Composing Workflows from DAGs
HTCondor DAGMan can compose large DAG workflows from various smaller sub-workflows defined in individual DAG files. This may be beneficial for the following reasons:
Easily incorporate pre-existing DAGs
Easily reuse a specific DAG sub-structure multiple times within a larger workflow
Encapsulate parts of DAG workflow into easier managed sub-parts
Dynamically create parts of the workflow (Sub-DAGs Only)
Retry multiple nodes as a unit (Sub-DAGs Only)
Short-circuit part of the workflow (Sub-DAGs Only)
There are two ways that DAGs can be nested within other DAGs:
- Sub-DAGs:
A Sub-DAG is a DAG that is submitted via condor_submit_dag and managed by a parent DAG as a single node. Each Sub-DAG has its own condor_dagman job submitted to the HTCondor queue that executes on the Access Point. As a result, scalability is a concern because a DAG comprised of hundreds to thousands of Sub-DAGs can overload the Access Point and its resources (i.e. memory, disk, cpu, etc.).
- Splices:
A Splice is a DAG that has all of its nodes directly incorporated to its parent DAG. Meaning all splices get merged into a single condor_dagman job reducing the stress and resource consumption on the Access Point.
Note
Sub-DAGs and Splices can be combined in a single workflow, and to any depth, but be careful to avoid recursion which will cause problems.

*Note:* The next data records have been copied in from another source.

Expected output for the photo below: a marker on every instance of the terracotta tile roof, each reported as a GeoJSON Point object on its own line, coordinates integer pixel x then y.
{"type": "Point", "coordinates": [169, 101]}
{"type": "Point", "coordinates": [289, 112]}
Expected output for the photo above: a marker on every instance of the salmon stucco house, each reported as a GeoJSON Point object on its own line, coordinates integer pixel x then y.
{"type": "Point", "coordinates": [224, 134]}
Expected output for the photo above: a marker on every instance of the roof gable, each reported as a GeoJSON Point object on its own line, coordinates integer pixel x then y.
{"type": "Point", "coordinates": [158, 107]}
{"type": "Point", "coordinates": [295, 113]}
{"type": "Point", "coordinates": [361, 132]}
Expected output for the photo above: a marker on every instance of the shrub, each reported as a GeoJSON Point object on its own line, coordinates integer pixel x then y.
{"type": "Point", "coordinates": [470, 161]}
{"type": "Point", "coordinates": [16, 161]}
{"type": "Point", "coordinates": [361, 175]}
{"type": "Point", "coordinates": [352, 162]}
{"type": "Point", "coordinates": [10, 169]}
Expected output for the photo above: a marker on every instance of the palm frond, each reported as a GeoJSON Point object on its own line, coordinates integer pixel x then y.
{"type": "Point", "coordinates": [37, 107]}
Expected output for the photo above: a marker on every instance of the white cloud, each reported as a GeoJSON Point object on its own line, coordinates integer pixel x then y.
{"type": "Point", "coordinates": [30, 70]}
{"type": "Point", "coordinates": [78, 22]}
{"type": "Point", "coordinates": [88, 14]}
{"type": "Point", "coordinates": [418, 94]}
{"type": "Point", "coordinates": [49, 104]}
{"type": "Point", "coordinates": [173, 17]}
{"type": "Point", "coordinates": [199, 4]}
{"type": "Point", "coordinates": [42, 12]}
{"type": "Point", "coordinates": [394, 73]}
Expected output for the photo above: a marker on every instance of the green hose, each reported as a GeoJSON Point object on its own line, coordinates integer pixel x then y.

It is recommended to use Splices if the workflow doesn’t require special functionality because splices don’t produce the same scaling issue as Sub-DAGs. When determining how to incorporate DAGs into larger workflows consider the following pros and cons list:
Feature |
Sub-DAGs |
Splices |
---|---|---|
Ability to incorporate separate sub-workflow files |
Yes |
Yes |
Rescue DAG(s) created upon failure |
Yes |
Yes |
DAG Recovery (e.g. from AP host crash) |
Yes |
Yes |
Creates multiple condor_dagman instances |
Yes |
No |
Possible explosion of dependencies (see right) |
No |
Yes |
Sub-workflow DAG file must exist at submission |
No |
Yes |
PRE/POST Script allowed for sub-workflow |
Yes |
No |
Ability to retry sub-workflow |
Yes |
No |
Job/Script throttling applies across entire workflow |
No |
Yes |
Separate job/script throttling for sub-workflows |
Yes |
No |
Node categories apply across entire workflow |
No |
Yes |
Ability to set priority for sub-workflows |
Yes |
No |
Ability to have unique final nodes for sub-workflows |
Yes |
No |
Ability to abort sub-workflows individually |
Yes |
No |
Ability to associate variables with sub-workflow nodes |
Yes |
No |
Ability to configure sub-workflows individually |
Yes |
No |
Separate DAGMan files for sub-workflow |
Yes |
No |
Halt file or condor_hold suspends entire workflow |
No |
Yes |
Terminology
To help distinguish which DAG is being discussed in a workflow comprised of sub-workflows, the following terminology is used:
- Top-level/Root DAG:
The highest level DAG that was manually submitted by the user.
- High-level/Outer DAG:
A DAG that is abstractly higher in the nest of DAGs. This refers to the DAG that includes other DAG sub-workflows.
- Low-level/Inner DAG:
A DAG that is abstractly lower in the nest of DAGs. This refers to the DAG that is incorporated into another DAG workflow.
- Parent DAG:
The specific DAG that incorporates/declared the current DAG the workflow.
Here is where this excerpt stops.